LOOKING AT WOMEN, LOOKING AT WAR by Victoria Amelia - Spotlight
A new book follows photographer, Victoria Amelia documenting the War in Ukraine. LOOKING AT WOMEN, LOOKING AT WAR (StMartinsPress) is a diary of war and justice.
When Russia invaded Ukraine on February 24, 2022, Victoria Amelina was busy writing a novel, taking part in the country’s literary scene, and parenting her son. Now she became someone new: a war crimes researcher and the chronicler of extraordinary women like herself who joined the resistance. These heroines include Evgenia, a prominent lawyer turned soldier, Oleksandra, who documented tens of thousands of war crimes and won a Nobel Peace Prize in 2022, and Yulia, a librarian who helped uncover the abduction and murder of a children’s book author.
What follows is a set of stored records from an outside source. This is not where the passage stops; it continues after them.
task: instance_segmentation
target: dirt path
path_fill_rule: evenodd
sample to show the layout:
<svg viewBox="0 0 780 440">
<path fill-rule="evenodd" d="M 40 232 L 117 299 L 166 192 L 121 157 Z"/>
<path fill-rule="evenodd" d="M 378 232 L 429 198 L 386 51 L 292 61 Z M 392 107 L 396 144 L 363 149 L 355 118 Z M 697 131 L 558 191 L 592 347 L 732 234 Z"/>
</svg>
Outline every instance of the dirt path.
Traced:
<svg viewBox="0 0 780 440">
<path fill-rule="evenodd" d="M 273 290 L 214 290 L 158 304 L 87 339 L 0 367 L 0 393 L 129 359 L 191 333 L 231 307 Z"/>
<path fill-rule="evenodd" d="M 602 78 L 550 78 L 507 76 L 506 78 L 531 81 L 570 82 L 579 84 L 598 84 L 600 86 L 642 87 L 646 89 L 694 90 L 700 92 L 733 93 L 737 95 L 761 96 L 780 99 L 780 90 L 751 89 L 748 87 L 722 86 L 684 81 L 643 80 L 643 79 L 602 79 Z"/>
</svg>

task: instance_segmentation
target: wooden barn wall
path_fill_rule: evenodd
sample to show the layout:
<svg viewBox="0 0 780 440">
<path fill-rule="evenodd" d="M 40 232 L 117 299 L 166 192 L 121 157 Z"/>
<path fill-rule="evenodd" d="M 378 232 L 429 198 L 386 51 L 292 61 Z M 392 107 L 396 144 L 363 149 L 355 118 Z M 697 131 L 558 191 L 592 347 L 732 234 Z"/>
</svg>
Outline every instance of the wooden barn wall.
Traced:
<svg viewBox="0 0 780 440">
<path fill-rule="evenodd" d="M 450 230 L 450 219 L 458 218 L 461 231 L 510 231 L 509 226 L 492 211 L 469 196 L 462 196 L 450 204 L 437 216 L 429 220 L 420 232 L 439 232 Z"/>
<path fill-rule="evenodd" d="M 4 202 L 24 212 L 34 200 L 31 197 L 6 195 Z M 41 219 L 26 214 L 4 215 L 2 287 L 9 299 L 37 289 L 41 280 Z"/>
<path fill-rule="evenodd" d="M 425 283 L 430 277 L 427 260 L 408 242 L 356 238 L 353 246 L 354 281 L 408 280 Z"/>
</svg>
Everyone in Ukraine knew that Amelina was documenting the war. She photographed the ruins of schools and cultural centers; she recorded the testimonies of survivors and eyewitnesses to atrocities. And she slowly turned back into a storyteller, writing what would become this book.
On the evening of June 27th, 2023, Amelina and three international writers stopped for dinner in the embattled Donetsk region. When a Russian cruise missile hit the restaurant, Amelina suffered grievous head injuries, and lost consciousness. She died on July 1st. She was thirty-seven. She left behind an incredible account of the ravages of war and the cost of resistance. Honest, intimate, and wry, this book will be celebrated as a classic.
“Victoria Amelina was a celebrated Ukrainian author who turned her distinct and powerful voice to investigate and expose war crimes after the full scale military invasion of Ukraine in February 2022,” said Polina Sadovskaya, Eurasia director at PEN America. “She brought a literary sensibility to her work and her elegant prose described, with forensic precision, the devastating impact of these human rights violations on the lives of Ukrainians.”
Amelina was born Jan. 1, 1986, in Lviv. In 2014 she published her first novel, “The November Syndrome, or Homo Compatiens,” which was shortlisted for the Ukrainian Valeriy Shevchuk Prize.
She went on to write two award-winning children’s books, “Somebody, or Waterheart” and another novel, “Storie-e-es of Eka the Excavator.” In 2017, her novel, “Dom’s Dream Kingdom,” received national and international accolades — including the UNESCO City of Literature Prize and the European Union Prize for Literature.
A popular young writer, her fiction and essays have been translated into many languages, including English, Polish, Italian, German, Croatian, Dutch, Czech, and Hungarian.
Amelina's life was cut short, at thirty-seven when a Russian missile exploded in a popular restaurant area frequented by journalists. Days later she died from head injuries suffered.